Blendi Dibra, PhD, is a lawyer and community activist in Shkoder, Albania, whose goal it is to establish a Peace Studies program at Shkoder University. He also is part of a grassroots community organization called IRSH (Young Intellectuals, Hope), whose main mandate is to raise awareness of human rights and environmental issues in the tiny European nation located just north of Greece on the Adriatic Sea.
“Peace education is really needed in our country,” said Dibra “to provide our people with more tools to manage conflict."
In addition to providing an introduction to the theory and skills for conflict management ranging from the interpersonal to the international, the goal of this course is to strengthen ties between various community-based and academic organizations not only in Albania but also in neighbouring Balkan nations. A number of universities in the greater Balkan region have been collaborating for several years now on how they can further peace education in their region. These courses bring people together to collaborate on how to reduce violence and build cultures of peace through education.
“Teaching familiar content in an unfamiliar context is always a great learning experience. I hope to be able to bring back a new found understanding and awareness to my Peace and Justice Studies classes at Selkirk College," says Janzen.
About the course
Introduction to Conflict Analysis and Transformation
Introduction to Conflict Analysis and Transformation is a dynamic course that will focus on both the theory and practice of conflict resolution. Analyzing conflict from the interpersonal to the global, students will learn how to choose and also practice the skills to work towards peace and justice. The course will emphasize the strategic practices of nonviolence as well as the skills of communication and collaboration.

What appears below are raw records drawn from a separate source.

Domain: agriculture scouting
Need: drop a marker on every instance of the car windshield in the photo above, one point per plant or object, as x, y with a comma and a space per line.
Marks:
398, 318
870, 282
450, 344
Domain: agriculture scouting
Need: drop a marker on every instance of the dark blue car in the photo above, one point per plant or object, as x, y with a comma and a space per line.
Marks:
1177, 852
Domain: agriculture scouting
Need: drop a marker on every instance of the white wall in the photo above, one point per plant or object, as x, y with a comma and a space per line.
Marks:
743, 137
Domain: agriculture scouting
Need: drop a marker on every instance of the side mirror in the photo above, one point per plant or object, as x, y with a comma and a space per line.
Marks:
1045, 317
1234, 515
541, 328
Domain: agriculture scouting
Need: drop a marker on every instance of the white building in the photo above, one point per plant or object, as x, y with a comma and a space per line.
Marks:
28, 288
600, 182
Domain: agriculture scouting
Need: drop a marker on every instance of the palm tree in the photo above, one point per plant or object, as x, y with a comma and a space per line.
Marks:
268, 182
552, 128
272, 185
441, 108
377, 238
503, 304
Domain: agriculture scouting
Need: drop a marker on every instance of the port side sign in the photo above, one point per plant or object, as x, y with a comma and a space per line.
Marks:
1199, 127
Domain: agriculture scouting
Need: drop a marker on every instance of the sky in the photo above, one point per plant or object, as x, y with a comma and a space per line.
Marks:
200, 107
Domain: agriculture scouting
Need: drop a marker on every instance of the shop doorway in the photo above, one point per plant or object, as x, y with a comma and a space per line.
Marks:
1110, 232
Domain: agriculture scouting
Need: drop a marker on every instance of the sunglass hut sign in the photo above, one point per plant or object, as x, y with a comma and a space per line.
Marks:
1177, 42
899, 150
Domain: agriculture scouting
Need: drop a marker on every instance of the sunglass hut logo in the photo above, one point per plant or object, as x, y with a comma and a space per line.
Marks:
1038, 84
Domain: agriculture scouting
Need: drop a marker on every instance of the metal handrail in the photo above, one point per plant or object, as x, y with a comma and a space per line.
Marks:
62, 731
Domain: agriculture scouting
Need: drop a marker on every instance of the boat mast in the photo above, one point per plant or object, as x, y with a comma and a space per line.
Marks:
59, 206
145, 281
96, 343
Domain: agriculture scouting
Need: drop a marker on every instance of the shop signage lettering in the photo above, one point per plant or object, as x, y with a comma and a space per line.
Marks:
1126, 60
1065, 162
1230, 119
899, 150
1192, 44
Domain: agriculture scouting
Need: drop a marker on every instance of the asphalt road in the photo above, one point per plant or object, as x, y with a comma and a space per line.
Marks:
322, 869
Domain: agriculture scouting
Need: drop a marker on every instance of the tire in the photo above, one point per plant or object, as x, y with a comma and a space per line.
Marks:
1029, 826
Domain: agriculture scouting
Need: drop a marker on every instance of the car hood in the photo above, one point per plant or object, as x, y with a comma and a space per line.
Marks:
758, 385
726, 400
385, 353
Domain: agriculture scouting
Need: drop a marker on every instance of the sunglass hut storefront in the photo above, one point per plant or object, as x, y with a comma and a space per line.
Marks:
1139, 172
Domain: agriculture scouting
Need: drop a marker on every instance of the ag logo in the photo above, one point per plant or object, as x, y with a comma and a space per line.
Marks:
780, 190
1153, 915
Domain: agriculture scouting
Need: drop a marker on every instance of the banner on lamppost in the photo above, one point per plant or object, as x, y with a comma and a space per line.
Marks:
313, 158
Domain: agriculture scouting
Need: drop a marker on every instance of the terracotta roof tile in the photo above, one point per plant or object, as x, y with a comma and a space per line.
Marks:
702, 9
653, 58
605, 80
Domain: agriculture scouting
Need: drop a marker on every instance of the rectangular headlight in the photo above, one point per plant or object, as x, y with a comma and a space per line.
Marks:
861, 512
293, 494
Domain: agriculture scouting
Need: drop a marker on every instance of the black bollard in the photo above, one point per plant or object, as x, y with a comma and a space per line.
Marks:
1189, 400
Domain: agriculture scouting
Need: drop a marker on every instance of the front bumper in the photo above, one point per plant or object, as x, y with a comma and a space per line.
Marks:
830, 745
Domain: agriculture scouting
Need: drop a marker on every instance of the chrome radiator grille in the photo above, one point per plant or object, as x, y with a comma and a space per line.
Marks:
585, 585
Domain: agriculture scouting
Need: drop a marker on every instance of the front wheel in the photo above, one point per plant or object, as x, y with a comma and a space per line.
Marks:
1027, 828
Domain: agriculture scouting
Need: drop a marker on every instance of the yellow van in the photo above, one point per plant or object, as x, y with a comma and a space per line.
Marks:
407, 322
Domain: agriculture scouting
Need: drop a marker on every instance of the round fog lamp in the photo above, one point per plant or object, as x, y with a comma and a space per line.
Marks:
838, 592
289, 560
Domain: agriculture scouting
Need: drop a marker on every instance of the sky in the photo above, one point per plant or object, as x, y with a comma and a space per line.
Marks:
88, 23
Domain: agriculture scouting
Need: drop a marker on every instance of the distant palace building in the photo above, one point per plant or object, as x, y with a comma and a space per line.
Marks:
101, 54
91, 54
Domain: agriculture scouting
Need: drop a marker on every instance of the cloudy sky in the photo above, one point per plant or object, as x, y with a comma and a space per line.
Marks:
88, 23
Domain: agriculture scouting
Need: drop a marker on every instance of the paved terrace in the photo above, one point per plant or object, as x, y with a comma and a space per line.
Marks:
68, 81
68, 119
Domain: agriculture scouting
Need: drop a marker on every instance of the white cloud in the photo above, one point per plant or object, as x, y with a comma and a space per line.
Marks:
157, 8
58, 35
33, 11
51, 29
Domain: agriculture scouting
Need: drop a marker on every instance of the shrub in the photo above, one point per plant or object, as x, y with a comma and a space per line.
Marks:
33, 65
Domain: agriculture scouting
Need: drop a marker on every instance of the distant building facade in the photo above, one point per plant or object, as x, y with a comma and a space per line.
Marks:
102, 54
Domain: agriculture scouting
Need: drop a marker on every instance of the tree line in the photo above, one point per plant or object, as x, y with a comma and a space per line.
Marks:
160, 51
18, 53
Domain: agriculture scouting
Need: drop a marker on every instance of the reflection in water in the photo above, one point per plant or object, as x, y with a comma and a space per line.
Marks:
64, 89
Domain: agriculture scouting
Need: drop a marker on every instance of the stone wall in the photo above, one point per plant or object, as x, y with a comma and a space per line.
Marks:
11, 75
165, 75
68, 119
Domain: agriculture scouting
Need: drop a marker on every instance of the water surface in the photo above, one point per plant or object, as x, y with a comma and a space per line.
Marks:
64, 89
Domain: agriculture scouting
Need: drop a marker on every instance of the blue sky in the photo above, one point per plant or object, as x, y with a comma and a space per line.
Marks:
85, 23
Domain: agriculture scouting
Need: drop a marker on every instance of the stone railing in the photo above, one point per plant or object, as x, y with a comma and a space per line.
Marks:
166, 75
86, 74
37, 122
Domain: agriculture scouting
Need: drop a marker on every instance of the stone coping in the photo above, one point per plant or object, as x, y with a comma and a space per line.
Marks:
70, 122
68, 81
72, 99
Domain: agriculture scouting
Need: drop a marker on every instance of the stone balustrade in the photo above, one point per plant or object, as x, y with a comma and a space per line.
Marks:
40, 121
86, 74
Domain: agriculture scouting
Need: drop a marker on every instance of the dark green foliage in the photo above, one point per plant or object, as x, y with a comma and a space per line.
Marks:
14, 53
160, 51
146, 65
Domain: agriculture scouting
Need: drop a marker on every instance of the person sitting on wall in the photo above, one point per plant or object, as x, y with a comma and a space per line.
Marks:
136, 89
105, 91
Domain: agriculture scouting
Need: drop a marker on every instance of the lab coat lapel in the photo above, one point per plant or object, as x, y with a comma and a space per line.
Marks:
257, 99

Each class will consist of discussions, activities, lectures and focus of current events from around the world. In the afternoon, there will be films that are voluntary but will enhance the learning from the class. Students are expected to complete all in-class activities and attend all classes in order to receive a certificate of completion from the Mir Centre for Peace at Selkirk College.
Day One: Introduction to Conflict Analysis
In the first class, we will review a practical model for analyzing conflicts – from the interpersonal to the international. Key concepts will be defined and myths and assumptions about conflict and conflict resolution will be discussed. An emphasis will be placed on foundational tenets of nonviolence and building cultures of peace.
In the afternoon, we will watch a film that will be used as a case study for conflict analysis. We will apply our conflict analysis model to practice our skills.
Day Two: Introduction to Conflict Transformation: Raising Awareness and Addressing Power
On this second day, we will look at frameworks for conflict transformation. These frameworks will allow students to understand how conflict dynamics determine what appropriate strategies are best suited to working towards a vision of peace and justice. Special attention will be given to the concept of power (and how power imbalances impact conflict and can be addressed) and awareness (and strategies of how to build awareness, understanding and critical thinking).
In the afternoon, we will watch a film on nonviolent action case study. Following this, we will have a discussion on practical strategies to create a successful community campaign.
Day Three: Conflict Transformation: Justice, Reconciliation and Healing Relationships
On the third day, our analysis of the conflict transformation framework will focus on how individuals, communities and nations can move from conflict to reconciliation. Practical skills will be reviewed to demonstrate how groups can move towards cultures of peace after contentious relations.
In the afternoon, we will watch a film on forgiveness and reconciliation after genocide. Following this we will have a discussion on the benefits and challenges of truth and reconciliation processes.
Day Four: Skills
On our fourth day, we will finalize our study of conflict transformation by learning and practicing communication and conflict de-escalation skills. These skills will be discussed in terms of their use in reducing conflict not only in general terms but also how activists can use skills to create effective teams and successful campaigns.
In the afternoon, we will engage in activities that help build teams deal with group visioning, problem solving and successful strategizing.
Location of the Course - Shkodra, Albania
Time of the Course - Monday to Thursday, May 8-11, 2017
About the instructor
Randy Janzen, PhD, teaches Peace and Justice Studies at Selkirk College in Canada. He is the past chair of the Mir Centre for Peace at Selkirk College and is a board member of the North American Peace and Justice Studies Association. Randy has studied and/or worked in peacebuilding in Canada, Kosovo, Guatemala, and Israel/Palestine and is also a community mediator. His research interest focuses on unarmed civilian peacekeeping (UCP) and he is a founding member of the international Unarmed Civilian Peacekeeping Research Network.